Licht schalten ist quasi die Paradedisziplin der Assistenten. Anfangen könnt ihr ja mit einem Starterset z.B. Philips Hue oder etwas günstiger die Pendants von Osram oder Ikea, wobei qualitativ was die Reaktiosngeschwindigkeit, Dimmbarkeit und die Farben bei Hue wirkich am besten sind. Damit lassen sich auch zahlreiche Routinen abbilden, etwa ein Wecklicht, blinkende Alarme bei bestimmten Ereignissen, zusammen mit IFTTT sind da der Kreativität quasi keine Grenzen gesetzt. Aber selbst wenn es "nur" für ein/ausschalten genutzt wird ist das denke ich schon eine ziemliche Erleichterung mit der Sprachbedienung. Die einfache Variante wäre, einfach nur Bridge einrichten, Lampe austauschen, fertig. Dann muss aber der Lichtschalter trotzem an sein. Wenn man das nicht möchte, gibt es spezielle Unterputzschalter z.B. von Gira die sind aber wirklich teuer und bieten abgesehen von der "ausschaltüberbrückung" keinen wirklichen Mehrwert.

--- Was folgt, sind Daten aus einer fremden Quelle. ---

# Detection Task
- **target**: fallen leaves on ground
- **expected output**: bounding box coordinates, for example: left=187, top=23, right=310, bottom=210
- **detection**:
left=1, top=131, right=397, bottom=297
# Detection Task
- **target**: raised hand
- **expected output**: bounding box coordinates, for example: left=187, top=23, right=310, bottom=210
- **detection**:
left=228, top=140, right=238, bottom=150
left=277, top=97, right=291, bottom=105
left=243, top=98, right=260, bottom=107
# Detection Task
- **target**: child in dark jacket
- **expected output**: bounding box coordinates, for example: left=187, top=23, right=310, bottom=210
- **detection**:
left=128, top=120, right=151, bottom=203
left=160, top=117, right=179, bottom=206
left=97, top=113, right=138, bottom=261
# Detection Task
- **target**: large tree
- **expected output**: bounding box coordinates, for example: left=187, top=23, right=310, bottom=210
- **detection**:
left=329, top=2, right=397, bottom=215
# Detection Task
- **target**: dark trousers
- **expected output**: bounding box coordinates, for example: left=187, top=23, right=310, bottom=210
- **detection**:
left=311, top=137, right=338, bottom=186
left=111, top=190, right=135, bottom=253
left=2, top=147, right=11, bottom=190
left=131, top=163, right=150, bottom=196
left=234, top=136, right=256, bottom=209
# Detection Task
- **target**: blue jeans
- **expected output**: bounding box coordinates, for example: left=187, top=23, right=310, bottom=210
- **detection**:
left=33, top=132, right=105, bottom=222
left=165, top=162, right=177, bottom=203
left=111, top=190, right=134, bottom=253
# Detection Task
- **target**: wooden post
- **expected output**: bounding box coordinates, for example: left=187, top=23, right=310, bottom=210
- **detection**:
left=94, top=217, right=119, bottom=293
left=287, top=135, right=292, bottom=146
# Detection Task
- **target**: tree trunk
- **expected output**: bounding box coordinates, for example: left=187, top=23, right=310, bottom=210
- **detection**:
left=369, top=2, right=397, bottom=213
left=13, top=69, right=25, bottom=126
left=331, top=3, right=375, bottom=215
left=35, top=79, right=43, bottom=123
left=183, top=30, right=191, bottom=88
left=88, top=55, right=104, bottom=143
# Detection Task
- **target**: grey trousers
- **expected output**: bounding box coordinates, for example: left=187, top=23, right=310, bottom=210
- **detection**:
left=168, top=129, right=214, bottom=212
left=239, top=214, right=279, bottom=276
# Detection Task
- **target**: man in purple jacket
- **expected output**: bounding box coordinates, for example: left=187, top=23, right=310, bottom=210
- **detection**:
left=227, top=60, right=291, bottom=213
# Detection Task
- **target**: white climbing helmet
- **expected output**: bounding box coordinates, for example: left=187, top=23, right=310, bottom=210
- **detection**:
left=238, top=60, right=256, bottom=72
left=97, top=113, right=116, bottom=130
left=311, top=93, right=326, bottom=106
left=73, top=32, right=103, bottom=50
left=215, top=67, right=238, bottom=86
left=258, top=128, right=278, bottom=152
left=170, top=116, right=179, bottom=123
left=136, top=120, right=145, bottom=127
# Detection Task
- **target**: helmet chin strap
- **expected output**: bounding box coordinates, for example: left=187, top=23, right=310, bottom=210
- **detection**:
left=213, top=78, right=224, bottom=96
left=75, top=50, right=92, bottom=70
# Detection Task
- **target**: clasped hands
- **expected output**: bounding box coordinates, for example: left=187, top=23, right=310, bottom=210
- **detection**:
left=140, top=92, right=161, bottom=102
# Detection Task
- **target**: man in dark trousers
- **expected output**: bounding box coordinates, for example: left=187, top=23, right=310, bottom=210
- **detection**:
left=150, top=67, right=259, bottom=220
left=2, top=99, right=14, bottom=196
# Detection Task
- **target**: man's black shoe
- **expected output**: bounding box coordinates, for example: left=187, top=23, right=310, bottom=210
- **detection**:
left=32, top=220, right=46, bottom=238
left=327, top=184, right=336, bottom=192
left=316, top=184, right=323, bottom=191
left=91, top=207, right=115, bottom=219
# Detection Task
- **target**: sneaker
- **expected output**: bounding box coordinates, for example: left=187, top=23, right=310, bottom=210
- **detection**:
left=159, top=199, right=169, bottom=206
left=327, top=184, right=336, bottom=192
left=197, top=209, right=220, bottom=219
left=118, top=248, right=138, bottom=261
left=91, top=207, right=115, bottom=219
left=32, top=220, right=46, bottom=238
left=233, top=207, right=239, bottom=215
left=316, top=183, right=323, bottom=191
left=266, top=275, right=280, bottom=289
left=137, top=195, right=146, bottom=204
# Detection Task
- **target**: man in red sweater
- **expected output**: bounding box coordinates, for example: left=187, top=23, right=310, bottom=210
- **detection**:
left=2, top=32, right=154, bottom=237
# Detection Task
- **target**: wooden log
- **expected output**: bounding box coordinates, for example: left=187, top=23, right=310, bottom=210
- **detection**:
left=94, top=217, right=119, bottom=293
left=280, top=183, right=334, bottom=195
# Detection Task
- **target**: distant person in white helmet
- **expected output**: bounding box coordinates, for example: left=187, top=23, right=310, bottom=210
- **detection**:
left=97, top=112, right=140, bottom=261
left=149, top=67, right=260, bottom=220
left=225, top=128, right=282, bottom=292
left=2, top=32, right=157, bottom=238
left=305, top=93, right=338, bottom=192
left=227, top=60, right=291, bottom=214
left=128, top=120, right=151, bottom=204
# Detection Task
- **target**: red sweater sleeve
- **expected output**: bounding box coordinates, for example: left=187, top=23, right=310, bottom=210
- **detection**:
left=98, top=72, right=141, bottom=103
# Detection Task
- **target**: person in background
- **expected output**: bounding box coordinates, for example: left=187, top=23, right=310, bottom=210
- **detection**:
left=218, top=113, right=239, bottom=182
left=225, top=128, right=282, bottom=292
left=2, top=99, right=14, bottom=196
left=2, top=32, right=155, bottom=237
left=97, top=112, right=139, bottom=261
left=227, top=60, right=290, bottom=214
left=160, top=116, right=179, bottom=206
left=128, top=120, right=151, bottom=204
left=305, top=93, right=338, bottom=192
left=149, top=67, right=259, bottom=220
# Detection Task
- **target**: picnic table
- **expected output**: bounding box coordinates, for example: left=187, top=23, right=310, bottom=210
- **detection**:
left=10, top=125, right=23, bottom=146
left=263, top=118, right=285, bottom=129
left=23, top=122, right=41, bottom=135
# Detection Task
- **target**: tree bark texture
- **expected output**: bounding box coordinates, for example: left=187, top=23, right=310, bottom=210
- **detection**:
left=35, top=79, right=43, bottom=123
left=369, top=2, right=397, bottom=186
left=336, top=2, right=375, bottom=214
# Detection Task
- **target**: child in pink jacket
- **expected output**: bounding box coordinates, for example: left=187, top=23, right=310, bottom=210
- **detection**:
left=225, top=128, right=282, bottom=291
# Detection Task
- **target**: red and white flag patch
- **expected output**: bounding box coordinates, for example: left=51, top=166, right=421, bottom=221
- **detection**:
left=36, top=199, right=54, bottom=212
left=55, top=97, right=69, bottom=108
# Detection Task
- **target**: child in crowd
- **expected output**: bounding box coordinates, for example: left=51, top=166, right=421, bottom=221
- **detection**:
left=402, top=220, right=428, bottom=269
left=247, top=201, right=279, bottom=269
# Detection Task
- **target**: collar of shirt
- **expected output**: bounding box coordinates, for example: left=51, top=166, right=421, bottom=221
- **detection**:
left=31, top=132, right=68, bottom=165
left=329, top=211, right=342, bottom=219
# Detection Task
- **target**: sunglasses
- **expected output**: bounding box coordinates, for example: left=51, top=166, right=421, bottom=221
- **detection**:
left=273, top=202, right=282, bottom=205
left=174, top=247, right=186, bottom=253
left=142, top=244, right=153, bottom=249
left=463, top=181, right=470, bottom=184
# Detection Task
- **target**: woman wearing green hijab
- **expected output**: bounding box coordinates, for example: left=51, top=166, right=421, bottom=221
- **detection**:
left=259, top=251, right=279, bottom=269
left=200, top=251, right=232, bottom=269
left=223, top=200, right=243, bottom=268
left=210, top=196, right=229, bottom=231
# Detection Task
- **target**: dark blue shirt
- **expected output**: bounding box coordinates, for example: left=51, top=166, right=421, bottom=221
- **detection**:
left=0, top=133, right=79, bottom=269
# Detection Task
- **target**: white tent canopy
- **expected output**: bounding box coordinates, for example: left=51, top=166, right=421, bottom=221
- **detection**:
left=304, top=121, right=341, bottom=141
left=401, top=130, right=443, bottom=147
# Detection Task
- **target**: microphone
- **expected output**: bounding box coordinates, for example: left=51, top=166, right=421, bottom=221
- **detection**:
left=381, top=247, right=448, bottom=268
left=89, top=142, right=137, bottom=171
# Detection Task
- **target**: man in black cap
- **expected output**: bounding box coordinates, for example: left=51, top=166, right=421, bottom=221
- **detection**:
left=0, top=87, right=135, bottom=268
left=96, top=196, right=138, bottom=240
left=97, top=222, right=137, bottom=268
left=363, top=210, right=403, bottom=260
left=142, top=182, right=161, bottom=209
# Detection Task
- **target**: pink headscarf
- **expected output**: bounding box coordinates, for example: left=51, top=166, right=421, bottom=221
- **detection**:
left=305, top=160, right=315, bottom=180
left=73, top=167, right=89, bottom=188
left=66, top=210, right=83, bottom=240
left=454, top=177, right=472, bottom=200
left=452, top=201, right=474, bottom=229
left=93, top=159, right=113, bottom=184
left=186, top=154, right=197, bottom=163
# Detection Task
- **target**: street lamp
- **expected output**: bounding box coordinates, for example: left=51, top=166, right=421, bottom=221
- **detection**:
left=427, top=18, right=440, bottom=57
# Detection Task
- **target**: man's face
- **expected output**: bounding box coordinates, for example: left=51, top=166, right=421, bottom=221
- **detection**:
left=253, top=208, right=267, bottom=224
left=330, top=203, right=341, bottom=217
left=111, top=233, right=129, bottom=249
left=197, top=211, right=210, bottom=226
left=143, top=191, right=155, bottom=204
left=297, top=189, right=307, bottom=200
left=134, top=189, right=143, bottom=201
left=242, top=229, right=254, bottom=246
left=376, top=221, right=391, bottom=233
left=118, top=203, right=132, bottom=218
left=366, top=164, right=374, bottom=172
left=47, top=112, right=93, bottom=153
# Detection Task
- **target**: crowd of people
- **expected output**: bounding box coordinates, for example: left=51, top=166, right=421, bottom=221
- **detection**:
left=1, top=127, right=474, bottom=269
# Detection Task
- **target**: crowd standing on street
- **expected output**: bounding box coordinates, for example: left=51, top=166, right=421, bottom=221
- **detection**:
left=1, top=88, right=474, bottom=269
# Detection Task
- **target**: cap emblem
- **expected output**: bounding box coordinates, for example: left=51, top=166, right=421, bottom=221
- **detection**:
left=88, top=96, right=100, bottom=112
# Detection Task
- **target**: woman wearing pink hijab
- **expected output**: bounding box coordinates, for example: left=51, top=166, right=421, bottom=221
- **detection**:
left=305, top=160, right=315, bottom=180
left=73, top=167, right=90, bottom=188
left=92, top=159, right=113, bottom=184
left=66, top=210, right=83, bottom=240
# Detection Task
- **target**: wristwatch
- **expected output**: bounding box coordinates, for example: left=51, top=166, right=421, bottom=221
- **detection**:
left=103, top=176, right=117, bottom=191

Was den TV angeht ist es kompliziert. Ich gehe mal davon aus, dein Vater kann noch eine Fernbedienung bedienen und ist nicht ausschließlich auf Sprachsteuerung angewiesen? Dann wäre ein SAT IP Receiver vermutlich umzusetzen, ich bin mir aber nicht sicher ob es da mittlerweile auch Geräte mit Wlan gibt. Alternativ kann ich (leider auch teuer) die Android TV Geräte von Sony zusammen mit einem beliebigen IPTV Dienst empfehlen. (geht auch mit Sat oder Kabel, aber hab keinen entsprechenden Anschluss mehr da ich quasi gar kein TV schaue)
Mit der neuen Funktion von Google Home auch verkettete Befehle zu verstehen ist das noch mal einfacher und komfortabler geworden, z.b. sagt man einfach nur noch "OK Google, schalt den Fernseher (im $Zimmer) an und zeige $Sendername" und er macht genau das. Genauso geht auch "zeige Serie auf Netflix" oder "spiele Radiosendername". (Radio geht natürlich auch über den Lautsprecher ohne TV via Spotify, sogar ohne extra account)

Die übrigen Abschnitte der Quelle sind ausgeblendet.